- Born: 25 September 1936 (age 90) Manaus, Amazonas, Brazil
- Occupation: Author
- Writing career
- Notable work: Jaula

= Astrid Cabral =

Brazilian novelist, critic, environmentalist, and diplomat

Astrid Cabral Félix de Sousa (born 1936) is a novelist, critic, environmentalist, and diplomat, and one of the most eminent contemporary poets in Brazil. She is the author of numerous books of poetry, including Through Water (2003) and Anteroom (2007), along with many collections of essays and short fiction. Born in Manaus, Amazonas, she has lived and worked as a diplomat in Beirut and Chicago and has taught in both the United States and Brazil. A mother of five, she currently resides in Rio de Janeiro, where she continues her work as a figure in the Amazonian cultural identity and recovery movement.

==Life and work==
At a young age Cabral's family moved across the country to Rio de Janeiro, where she eventually pursued a teaching degree and taught at a local high school. During the 1950s, Cabral was a leading member of the innovative literary movement known as the Clube da Madrugada (Club of the Dawn). The goal of the movement was to bring the "aesthetic innovations of Brazilian modernism to the Amazonian region." As a direct result of the Clube da Madrugada, literature from the Amazonian region of Brazil was brought to the forefront of the national dialogue. In an interview conducted by poet Gerry LaFemina Cabral explained that "in the north the traditional deep roots of Portuguese heritage are stronger than in the south, where a rich industrial life and an intense flow of immigrants have played an important role in modifying and enlarging horizons." Cabral reasons that this is why avant-garde movements such as Brazilian modernism emerged primarily in the south, and why she took it upon herself to bring such movements to the Amazon.

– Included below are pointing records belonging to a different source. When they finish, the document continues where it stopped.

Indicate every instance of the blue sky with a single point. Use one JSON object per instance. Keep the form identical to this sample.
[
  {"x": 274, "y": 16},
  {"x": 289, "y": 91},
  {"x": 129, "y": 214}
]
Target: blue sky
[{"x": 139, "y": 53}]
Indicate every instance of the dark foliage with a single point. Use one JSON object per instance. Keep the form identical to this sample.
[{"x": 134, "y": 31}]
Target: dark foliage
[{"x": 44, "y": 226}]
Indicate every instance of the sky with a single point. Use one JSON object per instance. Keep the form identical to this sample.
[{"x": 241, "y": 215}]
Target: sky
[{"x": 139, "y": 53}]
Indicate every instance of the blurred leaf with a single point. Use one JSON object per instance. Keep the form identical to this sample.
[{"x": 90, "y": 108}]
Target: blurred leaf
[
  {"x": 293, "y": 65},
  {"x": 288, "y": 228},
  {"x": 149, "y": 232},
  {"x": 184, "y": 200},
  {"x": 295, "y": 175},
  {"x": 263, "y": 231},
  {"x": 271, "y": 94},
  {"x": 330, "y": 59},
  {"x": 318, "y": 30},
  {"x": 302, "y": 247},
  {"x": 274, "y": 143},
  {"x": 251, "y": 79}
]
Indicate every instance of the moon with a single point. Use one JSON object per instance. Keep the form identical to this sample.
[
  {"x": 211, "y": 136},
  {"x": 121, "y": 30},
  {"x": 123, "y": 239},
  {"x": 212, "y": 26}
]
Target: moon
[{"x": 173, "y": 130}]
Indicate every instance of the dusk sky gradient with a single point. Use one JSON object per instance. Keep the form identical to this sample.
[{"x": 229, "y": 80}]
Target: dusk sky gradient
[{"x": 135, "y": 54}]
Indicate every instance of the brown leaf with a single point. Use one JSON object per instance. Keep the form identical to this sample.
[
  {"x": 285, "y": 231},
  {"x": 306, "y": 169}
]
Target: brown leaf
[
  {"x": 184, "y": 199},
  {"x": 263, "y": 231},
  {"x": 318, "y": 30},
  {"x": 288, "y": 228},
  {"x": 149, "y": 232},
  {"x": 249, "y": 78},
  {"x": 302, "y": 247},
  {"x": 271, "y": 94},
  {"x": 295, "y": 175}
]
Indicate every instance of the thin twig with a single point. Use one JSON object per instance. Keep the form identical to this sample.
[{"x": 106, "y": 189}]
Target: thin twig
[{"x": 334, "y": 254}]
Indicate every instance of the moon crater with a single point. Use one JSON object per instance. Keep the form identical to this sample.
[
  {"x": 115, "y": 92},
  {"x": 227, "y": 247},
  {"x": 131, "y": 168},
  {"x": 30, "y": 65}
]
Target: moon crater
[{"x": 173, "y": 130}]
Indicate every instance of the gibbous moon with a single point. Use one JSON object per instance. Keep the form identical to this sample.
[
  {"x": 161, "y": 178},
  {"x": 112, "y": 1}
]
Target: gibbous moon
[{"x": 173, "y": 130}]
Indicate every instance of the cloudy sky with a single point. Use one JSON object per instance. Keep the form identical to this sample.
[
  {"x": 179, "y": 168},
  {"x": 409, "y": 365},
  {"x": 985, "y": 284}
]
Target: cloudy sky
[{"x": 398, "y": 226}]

Cabral holds a degree in English from Institute Brazil-United States. In 1962 she joined the faculty of the University of Brasília, but resigned for political reasons following the military coup of 1964. She said that while teaching in Brasília she was hesitant to assign readings that might be too political for the Brazilian dictatorship: "During my classes I was always fearful of spies disguised among the students. The texts we studied had to be chosen with prudence so as not to arouse political suspicions." She decided to depart from the world of academia and for several years she served as a member of her Brazil's diplomatic corps at the Brazilian Embassy in Beirut, Lebanon, and at the Brazilian Consulate in Chicago. With the re-establishment of democracy in 1988, she was able to resume her academic career. In 1996, the author retired from academia to devote herself to her literature. She is currently a professor emeritus of Portuguese Language and Brazilian Literature at the University of Brasília.

== Writing style ==
Cabral's writing is characterized by an emphasis on the flora and fauna of her native region: chiefly, the Amazon river and its surrounding basin. Her hometown has been described as a city "in which nature in an exuberant manner coexisted with urban sophistication." In her 2008 collection Cage (her first book published in English, known as Jaula in Portuguese), she explores the oftentimes overlapping relationship between humans and animals: "The core of the book is the closeness I maintain with the animal world. I put myself on their level, seeing them within me, and when I do view them from the outside, I still am aware that there is something wild or savage in us humans, that we too are predators, and thus I restore our fellowship." Critic Cristina Ferreira Pinto-Bailey writes that by documenting the animals of the Amazon, Cabral "weaves with careful and concise language some insightful observations about the beasts that lie within us." Because of her frequent emphasis on nature, Cabral's writing often showcases her interest in environmental protection and activism.

== Works ==

- Alameda (1963)
- Ponto de cruz (1979)
- Torna-viagem (1981)
- Zé Pirulito (1982)
- Lição de Alice: poemas 1980-1983 (1986)
- Visgo da terra (1986)
- Rês desgarrada: Poemas, 1986-1990 (1994)
- De déu em déu: Poemas reunidos, 1979-1994 (1998)
- Intramuros: Poesia, Governo do Estado do Paraná (1998)
- Rasos d’água (2003)
- Jaula (2008)
- Ante-sala, Bem-Te-Vi (2007).
- Gazing through Water (2021)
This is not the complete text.